Yesterday Apple unveiled the Apple Pencil, turning the humble writing instrument into a tech tool. Dezeen looks at other everyday objects, from cigarettes to spectacles, that have been reinvented as digital wonders. Your grandparents would recognise them – but would they know how to use them?
Pencils
The first recognisable mass-produced pencil, featuring a sliver of graphite wrapped in wood, was produced in Germany in 1662. The narrow cylindrical form has never been bettered, and has informed more recent developments including the clutch pencil and the digital stylus (which harks back to metal styluses Roman scribes used to scratch words onto papyrus and which were themselves the forerunners of pencils).
The new Apple Pencil "is designed to look and feel like a familiar tool," says Jonathan Ive, yet "it delivers something extraordinary – precision that actually gives you the ability to touch a single pixel" (A pixel is like a tiny little ink dot but on a computer screen, grandpa).
Cigarettes
People have been poisoning themselves with tobacco for thousands of years but the earliest cigarettes – tobacco leaves rolled in reeds – date back to 9th-century Mexico and Central America. Wrappers were later made of maize and by the 17th century thin paper was being used. This handy format for nicotine inhalation was introduced to the French in 1830, who promptly gave it the name cigarette (little cigar).

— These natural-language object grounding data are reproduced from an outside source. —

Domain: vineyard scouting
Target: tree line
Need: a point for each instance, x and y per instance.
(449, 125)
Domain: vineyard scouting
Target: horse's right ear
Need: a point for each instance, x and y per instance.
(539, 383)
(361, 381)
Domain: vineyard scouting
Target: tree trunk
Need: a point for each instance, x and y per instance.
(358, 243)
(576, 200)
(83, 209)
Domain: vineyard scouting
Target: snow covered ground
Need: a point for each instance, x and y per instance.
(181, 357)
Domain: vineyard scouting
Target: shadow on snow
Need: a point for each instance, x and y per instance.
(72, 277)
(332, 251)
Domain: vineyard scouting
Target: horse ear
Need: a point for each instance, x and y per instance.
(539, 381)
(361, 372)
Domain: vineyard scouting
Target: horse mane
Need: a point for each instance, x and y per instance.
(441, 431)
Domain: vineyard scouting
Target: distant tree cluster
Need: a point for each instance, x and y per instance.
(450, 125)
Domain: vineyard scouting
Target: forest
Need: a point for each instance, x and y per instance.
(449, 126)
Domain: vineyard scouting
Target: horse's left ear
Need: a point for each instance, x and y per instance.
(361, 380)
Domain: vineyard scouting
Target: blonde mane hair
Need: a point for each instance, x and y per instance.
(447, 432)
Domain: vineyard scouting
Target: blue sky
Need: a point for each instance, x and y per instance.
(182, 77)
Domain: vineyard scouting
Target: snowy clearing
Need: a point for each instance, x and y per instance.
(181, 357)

Nothing much changed until 2004, when the electronic cigarette (or e-cigarette) was introduced. These electronically vaporise nicotine instead of burning it. Many e-cigarettes mimic the form of their combustible predecessors, although more recent designs such as the Treasurer Vape have started to explore a less derivative visual language.
Spectacles
Precise details of where and when spectacles were invented are hard to establish, but they are thought to have originated in Italy in the 13th century, when pairs of correcting lenses were first set in frames that could be balanced on the nose or held in front of the face.
Apart from the addition of hinged "temples" – the arms that loop over the ears – the design and function remained essentially unchanged until 2003, when Google unveiled Google Glass – eyewear with a built-in computer.

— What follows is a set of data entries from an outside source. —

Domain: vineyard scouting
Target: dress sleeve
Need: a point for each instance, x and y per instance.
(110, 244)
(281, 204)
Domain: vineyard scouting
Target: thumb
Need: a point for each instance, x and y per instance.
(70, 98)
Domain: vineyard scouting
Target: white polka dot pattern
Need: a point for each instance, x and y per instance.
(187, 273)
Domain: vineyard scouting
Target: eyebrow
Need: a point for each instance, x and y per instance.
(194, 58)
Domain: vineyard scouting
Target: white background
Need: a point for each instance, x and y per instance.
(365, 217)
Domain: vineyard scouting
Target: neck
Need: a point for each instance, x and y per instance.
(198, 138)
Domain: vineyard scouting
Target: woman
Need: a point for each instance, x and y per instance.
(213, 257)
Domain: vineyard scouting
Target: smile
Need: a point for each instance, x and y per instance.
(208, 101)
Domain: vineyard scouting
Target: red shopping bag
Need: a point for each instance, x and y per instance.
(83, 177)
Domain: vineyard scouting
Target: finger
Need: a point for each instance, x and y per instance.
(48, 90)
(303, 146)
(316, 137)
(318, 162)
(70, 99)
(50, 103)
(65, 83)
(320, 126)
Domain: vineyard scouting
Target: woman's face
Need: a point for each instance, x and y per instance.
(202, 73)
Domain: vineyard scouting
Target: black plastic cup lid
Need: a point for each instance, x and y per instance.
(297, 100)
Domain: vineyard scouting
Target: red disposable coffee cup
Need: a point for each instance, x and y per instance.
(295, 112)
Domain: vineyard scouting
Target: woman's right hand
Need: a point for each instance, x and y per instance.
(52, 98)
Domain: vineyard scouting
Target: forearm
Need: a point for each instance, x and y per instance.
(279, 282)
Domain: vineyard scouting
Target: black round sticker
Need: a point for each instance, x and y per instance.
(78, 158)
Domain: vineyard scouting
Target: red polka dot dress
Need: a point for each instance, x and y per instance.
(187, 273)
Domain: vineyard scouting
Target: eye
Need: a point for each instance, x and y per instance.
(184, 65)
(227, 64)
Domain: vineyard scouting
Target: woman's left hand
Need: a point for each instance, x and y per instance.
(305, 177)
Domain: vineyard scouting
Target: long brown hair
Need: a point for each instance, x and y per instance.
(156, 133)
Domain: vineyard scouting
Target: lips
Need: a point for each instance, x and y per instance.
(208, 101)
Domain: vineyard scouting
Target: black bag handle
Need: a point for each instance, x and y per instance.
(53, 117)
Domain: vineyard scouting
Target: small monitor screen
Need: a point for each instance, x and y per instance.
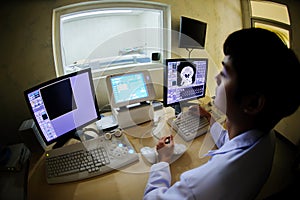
(185, 79)
(192, 33)
(62, 105)
(129, 88)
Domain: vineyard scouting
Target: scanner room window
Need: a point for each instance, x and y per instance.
(107, 35)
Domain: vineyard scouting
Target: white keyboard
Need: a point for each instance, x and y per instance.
(189, 126)
(88, 159)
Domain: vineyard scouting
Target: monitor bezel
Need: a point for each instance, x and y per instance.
(70, 134)
(165, 90)
(184, 21)
(149, 86)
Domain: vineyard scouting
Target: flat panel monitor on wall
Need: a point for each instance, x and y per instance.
(63, 105)
(192, 33)
(184, 80)
(130, 88)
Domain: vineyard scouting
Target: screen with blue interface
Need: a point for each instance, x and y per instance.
(185, 79)
(62, 105)
(129, 87)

However, the product was never widely adopted due to concerns over privacy (among non-users) and looking silly (among users) and Google quietly pulled Glass earlier this year.
Watches
Watches evolved from portable mechanical clocks, with the first genuinely wearable pocket watch (worn on a chain) dating back to 1530. Wristwatches were developed shortly afterwards and slowly became popular with women over the centuries.
However, it wasn't until the Second World War that men started to wear watches on their wrists. This development was spurred by the need for soldiers in trenches to accurately coordinate artillery fire and assaults without rummaging around in their filthy uniforms for their fob watches.
Originally dismissed as a gimmick, the wristwatch quickly caught on among gentlemen and consigned pocket watches to history.
Later developments including quartz movements and digital faces meant that watches, while looking superficially the same, have actually changed radically over the years. Despite all their additional functionality the latest smartwatches and the Apple Watch still serve primarily to tell the time, and they still strap conveniently onto the wrist.
Tablets
In the ancient world, a tablet was a portable, resuable device for writing and reading, often made of wood covered in wax that could be marked with a stylus. The oldest known examples, found in Albania, are made of wax-covered ivory and are thought to date back to the second century BC.
After several false starts, Apple finally managed to update the form for the digital age with its iPad, which was launched in 2010.
Telephones
The telephone is one object that has failed to cling onto earlier forms, as each wave of technology has forced the device to morph in shape and reduce in size.
Various inventors experimented with telephone-like devices but Alexander Graham Bell was first to receive a patent, which was awarded in 1876.
Early telephones were steampunk contraptions with separate mouthpieces, earpieces and dials connected by spaghetti-like cables. These gradually settled into a more unified and elegant combination of handset and cradle, until the advent of cellular technology freed the phone from its wires. From then on it got smaller and smaller and less telephone-like in appearance until the 2007 launch of Apple's iPhone, which finally turned the device into a slab-shaped portable computer in all but name.